El secreto de la felicidad es mantener bajas expectativas. Muchos de ustedes estarán de acuerdo sin haberlo analizado. En un restaurante que tiene mala pinta debo asumir que me servirán una vomitada de borracho, para poder disfrutar la comida mediocre que probablemente me van a servir. Entre más alta la expectativa, mayor la decepción cuando no se cumple lo esperado. Cuanto más baja la expectativa, mayor la satisfacción al obtenerse un resultado ordinario.

Durante mis últimos días en Rusia escuché a incontables ticos expresar frases como:

-Pasar de ronda sería un hito histórico-

-Si Brasil nos mete menos de 2 goles sería un resultado excelente-

-Empatar contra Suiza sería una maravilla-

-Llegar a cuartos de nuevo es prácticamente imposible-

Es un mecanismo de defensa, obvio. Acuden a esta mentalidad para que no les duela tanto si sufrimos una derrota. Tiene mucho sentido, pero desde un punto de vista egoísta. Egoísta porque están priorizando sus sentimientos de primero, y dejando de lado el impacto que tiene la energía y esperanza de la afición en el desempeño del equipo.

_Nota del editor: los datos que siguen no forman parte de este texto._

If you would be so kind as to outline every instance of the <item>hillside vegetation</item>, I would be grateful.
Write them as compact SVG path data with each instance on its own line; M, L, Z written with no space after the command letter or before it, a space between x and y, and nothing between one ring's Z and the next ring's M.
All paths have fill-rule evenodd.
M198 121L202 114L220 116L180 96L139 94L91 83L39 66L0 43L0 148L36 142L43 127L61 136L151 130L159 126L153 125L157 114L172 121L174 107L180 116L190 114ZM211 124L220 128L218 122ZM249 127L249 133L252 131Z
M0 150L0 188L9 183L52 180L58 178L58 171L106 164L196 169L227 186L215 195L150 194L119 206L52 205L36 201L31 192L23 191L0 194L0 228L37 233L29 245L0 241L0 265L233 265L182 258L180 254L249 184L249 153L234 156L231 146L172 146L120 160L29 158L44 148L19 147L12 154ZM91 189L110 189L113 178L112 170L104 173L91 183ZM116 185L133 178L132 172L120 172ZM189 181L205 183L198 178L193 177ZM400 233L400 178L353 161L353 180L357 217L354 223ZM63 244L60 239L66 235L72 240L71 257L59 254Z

Si yo compito, es para ganar. No me importa si estoy jugando tenis contra Federer o basket 1 a 1 contra Lebron. En mi cabeza estoy 100% seguro que voy a salir victorioso, hasta que se me demuestre lo contrario. Visualizar el gane es completamente indispensable para que exista la posibilidad de que suceda (por más remota que sea dicha probabilidad).

De la misma manera, si su equipo está en la cancha usted debería visualizar el gane y gritar conforme los sentimientos que esa visión le genere. De lo contrario, tienen todas las de perder. ¿Cómo van a ir confiados los jugadores, si su afición pseudo-espera una derrota? Sin confianza, no hay esperanza.

Por ende, a veces debemos romper la regla de las expectativas, porque en el mundo de los deportes profesionales no hay lugar para su mezquina felicidad. Solo existe euforia de triunfo y llanto de fracaso.

Repito lo que dijo Oli: a fin de cuentas, son 22 maes persiguiendo una bola. Cualquier cosa puede suceder. Si lo pensamos así, la probabilidad de ganar (o empatar) un partido cualquiera es 50%. Igualmente, la probabilidad de quedar campeones del mundo después de haber clasificado al mundial es 1 en 32.

En conclusión: si usted ama su país, es aficionado del deporte, y quiere que la selección se luzca en el próximo mundial, no se ponga barreras mentales para amortiguar el golpe de un posible fracaso. Sigamos el ejemplo de Nour y apuntemos las flechas hacia la luna. Costa Rica va a quedar campeón del mundo algún día, aunque nos tome 32 mundiales para lograrlo.

Atentamente,

Alguien que fue al mundial sin saber nada de balompié, y volvió sabiendo menos.